East Creek Rainforest
East Creek Rainforest Photo credit: Adrian Dorst
Until recently, the East Creek Valley off northwestern Vancouver Island was one of six arge primary watersheds left on Vancouver Island which hadn’t been scarred by logging or road building. East Creek contains majestic yellow cedar and mountain hemlock in its uplands and massive Sitka spruce and western red cedars in its bottomlands. It provides critical habitat for wildlife, including bald eagles, wolves, black bears, black-tailed deer, and Roosevelt elk. It is also spawning habitat for steelhead trout and all five species of BC’s wild salmon – pink, sockeye, coho, chum, and one of the few remaining wild Chinook runs left on the Island. It is a major refuge for the threatened marbled murrelet, a seabird that nests only on the mossy limbs of ancient trees. The Quatsino people have been using the forest and marine resources in the region for millennia.
Ancient yellow cedar cut down in the once pristine East Creek Valley. Photo credit: Joe Foy
Unfortunately, in 2003 LeMare Lake Logging Co. began building a road into the upper valley in order to log over 30 cutblocks, several of which they’ve now begun to chainsaw down. If LeMare succeeds in completing their road, it will connect to the Lower East Creek Valley where Weyerhaeuser or their successor will log in the most spectacular reaches of the valley. Though remote, this valley deserves a big fight by all environmentally conscious people in BC. We can’t let the timber companies clearcut our very last Vancouver Island pristine valleys without a major battle!
Nootka Trail
World class West Coast experience along the Nootka Trail.
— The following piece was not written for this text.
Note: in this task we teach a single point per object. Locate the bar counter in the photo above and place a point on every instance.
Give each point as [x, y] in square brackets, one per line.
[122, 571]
Photo credit: Warrick Whitehead
One of the real gems of the eco-tourism industry in BC is the 35 kilometre long Nootka Trail. On the west side of Nootka Island off the central west coast of Vancouver Island, the trail is used by thousands of tourists from around the world every year.
The trail can be comfortably backpacked in 7 days and goes past awesome ancient Sitka spruce and red cedar forests, sandy beaches, rocky headlands, rich intertidal pools, and waterfalls. The hiking trail has a beautiful mountainous backdrop the whole distance. Wildlife includes sea otters, sea lions, grey whales, killer whales, and numerous sea birds in the ocean, and black bears, wolves, cougars, black-tailed deer on land. The area also includes Yuquot (Friendly Cove), an area of historic significance where the first contact was made in BC between First Nations and Europeans when Captain Cook came in 1778. The trail is in the territory of the Nuu-chah-nulth people of the Mowachaht/Muchalaht band, who have over the centuries created many Culturally Modified Trees (CMTs) throughout the area. Unfortunately, logging plans by Western Forest Products threatens to fragment the viewscapes around the trail. The thin strip of protection being proposed by the BC government would be insufficient to maintain a genuine wilderness experience for hikers, nor would it protect the ecological integrity of the region. Only a protected area extending from the ocean to the ridgetop of the adjacent mountains would ensure the recreational and ecological integrity of the trail.